After coming from Harstad, Norway, to the United States in 1900, Andrew Gunderson worked for five years to earn passage money to bring his betrothed Caroline Haugen to the United States from Kvafjord, Norway. After they were married on August 5, 1905, at Lynn, South Dakota, they stayed on through the harvest, leaving then for their home on a quarter section of homestead land southwest of Ryder, North Dakota. Their first child was born here.
By 1907 Andrew had brought his family to Valley City where he was able to build a new home. Two more daughters had been born, and in 1913 stunned parents were to welcome triplet daughters to their family. Caroline recalled that the day before their birth, she had been stretching curtains and seeing her three daughters sitting on the floor against the wall, she said, "If only I had three more, you'd cover the whole floor." The girls were given the same names as those of the daughters of the then President of the United States, Woodrow Wilson - Margaret, Jessie, and Eleanor. A son two years later completed the family.
The years of "growing up" were not always easy ones, but Caroline and Andrew managed by careful planning and Caroline's ability to sew. They saw all their children graduate from high school. Three went on to become nurses; two went into teaching; one became a bookkeeper and salesperson. The son attended the State School of Science and went to work for the State of California.
Six of the children married. There are now twenty-six grandchildren, including twins, and twenty-six great grandchildren. Clara (Mrs. E. Johnson) lives in Sarasota, Florida; Margaret (Mrs. Tom Kelland) lives in Devils Lake, North Dakota; Jessie (Mrs. C. Earl Varney) in Worland, Wyoming; Eleanor (Mrs. Ken Pedersen), Silver Bay, Minnesota; Norman, Bellflower, California; Agnes (Mrs. Nick Marx) and Annie live in Valley City. Annie has been Chairman of the Division of Language and Literature at Valley City State College for the past thirteen years.

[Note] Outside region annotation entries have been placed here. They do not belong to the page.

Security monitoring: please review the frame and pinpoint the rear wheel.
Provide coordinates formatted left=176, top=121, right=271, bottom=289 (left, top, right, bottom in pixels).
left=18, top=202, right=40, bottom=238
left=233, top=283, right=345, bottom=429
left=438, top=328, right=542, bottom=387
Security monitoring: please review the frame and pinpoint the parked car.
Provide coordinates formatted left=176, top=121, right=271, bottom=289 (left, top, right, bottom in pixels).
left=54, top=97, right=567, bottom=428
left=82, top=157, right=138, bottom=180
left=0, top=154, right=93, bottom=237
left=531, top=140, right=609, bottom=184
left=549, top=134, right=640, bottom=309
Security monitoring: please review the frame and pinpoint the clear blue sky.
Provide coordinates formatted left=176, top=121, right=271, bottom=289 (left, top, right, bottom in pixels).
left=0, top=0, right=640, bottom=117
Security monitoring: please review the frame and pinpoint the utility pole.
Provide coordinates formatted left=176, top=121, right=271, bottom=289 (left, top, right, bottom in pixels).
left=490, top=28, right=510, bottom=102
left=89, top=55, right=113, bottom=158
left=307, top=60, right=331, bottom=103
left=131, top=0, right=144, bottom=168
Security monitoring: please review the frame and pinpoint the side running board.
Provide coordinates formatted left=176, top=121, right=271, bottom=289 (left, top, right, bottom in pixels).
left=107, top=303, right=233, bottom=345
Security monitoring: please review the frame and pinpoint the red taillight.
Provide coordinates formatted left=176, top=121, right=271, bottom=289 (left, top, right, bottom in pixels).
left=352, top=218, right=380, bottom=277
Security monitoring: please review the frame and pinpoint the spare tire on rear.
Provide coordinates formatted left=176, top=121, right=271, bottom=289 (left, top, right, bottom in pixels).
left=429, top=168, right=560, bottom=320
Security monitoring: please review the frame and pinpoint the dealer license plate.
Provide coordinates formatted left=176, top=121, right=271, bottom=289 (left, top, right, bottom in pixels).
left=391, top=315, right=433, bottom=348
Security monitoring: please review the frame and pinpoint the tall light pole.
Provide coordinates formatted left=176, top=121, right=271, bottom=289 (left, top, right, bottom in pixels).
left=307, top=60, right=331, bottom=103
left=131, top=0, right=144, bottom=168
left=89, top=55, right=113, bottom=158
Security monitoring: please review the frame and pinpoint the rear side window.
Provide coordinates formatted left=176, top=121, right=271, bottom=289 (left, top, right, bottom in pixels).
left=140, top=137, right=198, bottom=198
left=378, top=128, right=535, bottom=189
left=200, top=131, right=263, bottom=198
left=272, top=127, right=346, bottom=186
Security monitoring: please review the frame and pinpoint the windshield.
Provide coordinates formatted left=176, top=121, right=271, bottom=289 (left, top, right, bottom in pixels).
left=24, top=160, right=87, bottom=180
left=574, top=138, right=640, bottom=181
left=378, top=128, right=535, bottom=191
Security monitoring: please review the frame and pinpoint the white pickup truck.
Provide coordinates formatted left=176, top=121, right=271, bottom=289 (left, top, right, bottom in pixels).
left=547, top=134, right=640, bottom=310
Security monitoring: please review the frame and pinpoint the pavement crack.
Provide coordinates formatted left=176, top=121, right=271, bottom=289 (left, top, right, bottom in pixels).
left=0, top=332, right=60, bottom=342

Caroline and Andrew have left their children a rich and challenging heritage. Both worked diligently and almost with an obsession to assure their children an education. Both enjoyed reading and passed on to their children a similar love for reading. Both loved nature, and each had beautiful gardens, hers were flowers, especially her prize sweet peas; his were vegetables which contributed abundantly to the family larder. And sometimes Caroline sang to her children at bedtime. Many were songs from her homeland. Her guitar came with her from Norway.
Later Caroline found more time to devote to her church where for twelve years she was president of the Ladies Aid of the Scandinavian Methodist Church, which later affiliated with the Epworth United Methodist Church.
These two naturalized citizens, so fiercely patriotic to their adopted country, lived long, productive lives. When death came, Andrew was seventy-two years old and Caroline was eighty-eight.